Over a baffling 35 years, starting in 1968, a faintly emetic television ad campaign ran in Britain in which an oily action hero in a black roll-neck jumper would jump off cliffs, steward helicopters through storms, dodge sharks and charge speedboats over waterfalls in order to deliver a woman a box of supermarket-standard chocolates. “All because the lady loves Milk Tray,” explained a silky, Received Pronunciation voiceover at the end of each commercial, sounding terrifyingly like a dubiously acquitted, aristo sex pest commentating on the netball.
Viewers never got to see the recipient of the chocolates, only a tantalising glimpse: a couture-sleeved, Chanel-braceleted arm reaching out for the calling card placed on top of them.
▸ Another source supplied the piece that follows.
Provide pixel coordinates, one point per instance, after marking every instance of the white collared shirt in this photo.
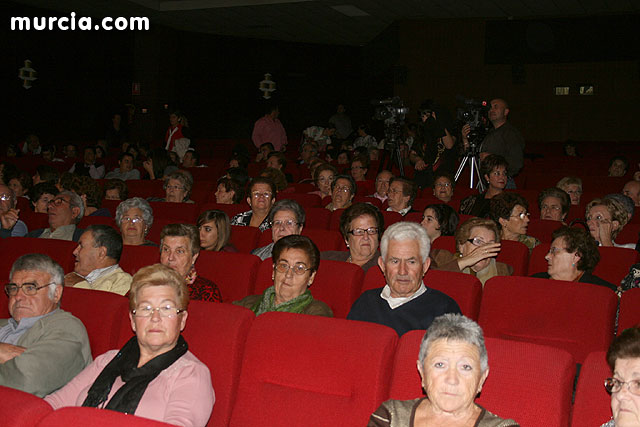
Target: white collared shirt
(397, 302)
But we can safely assume that, with the acute diabetes and obesity still to set in, she was all corn-fed, Vaseline-lensed Bond-girl allure and come-to-chaise-longue eyes. In fact, it really tested viewers’ credulity as to why this sophisticated pheromone-fountain of a woman would be wooed into sexual submission by a boxed stack of plastic trays full of nasty hazelnut swirls and chocolate strawberry sundaes, however much peril their libidinous courier had put his stunt man through.
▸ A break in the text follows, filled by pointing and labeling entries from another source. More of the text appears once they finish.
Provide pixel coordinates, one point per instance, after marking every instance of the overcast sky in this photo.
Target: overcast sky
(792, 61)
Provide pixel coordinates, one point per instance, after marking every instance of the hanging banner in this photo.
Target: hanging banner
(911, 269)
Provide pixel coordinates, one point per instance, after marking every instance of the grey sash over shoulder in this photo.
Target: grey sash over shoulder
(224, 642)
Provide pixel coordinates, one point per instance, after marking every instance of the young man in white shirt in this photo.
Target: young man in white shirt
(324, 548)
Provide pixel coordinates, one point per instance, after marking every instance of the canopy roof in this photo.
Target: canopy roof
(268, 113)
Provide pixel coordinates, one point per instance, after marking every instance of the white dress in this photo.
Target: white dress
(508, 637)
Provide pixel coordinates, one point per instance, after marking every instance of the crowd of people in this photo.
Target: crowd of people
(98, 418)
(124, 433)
Even more curious than that, though, was the supernatural proficiency with which Milk Tray Man managed to carry off the roll-neck in a way that was simultaneously so right and yet so wrong. He was either the epitome of debonair majesty or a sartorially inept buffoon, depending on any number of factors ranging from the day of the week to the setting of your TV’s contrast knob to the extent to which England had made a hash of the last Ashes series.
In fairness to the Milk Tray Man, the roll-neck — or ‘turtleneck’, as it’s referred to in the U.S. (‘skivvy’ in Australia) — is notoriously hard to pull off, and it’s probably perspicacious for us non-fictional types planning to tread the right side of a thin sartorial line to examine its history, which is itself fraught with ambiguity. Round, neck-hugging collars that fold over go back to 15th century Europe, possibly beyond. The Elizabethan ruff can probably be deemed its distant relative, and the Tudors seemed to have the same struggle with it as contemporary men (ruff size alone was a quagmire, as satirised in an episode of Blackadder II in which the eponymous arch nobleman played by Rowan Atkinson tells his friend Lord Percy that he resembles “a bird who’s swallowed a plate”).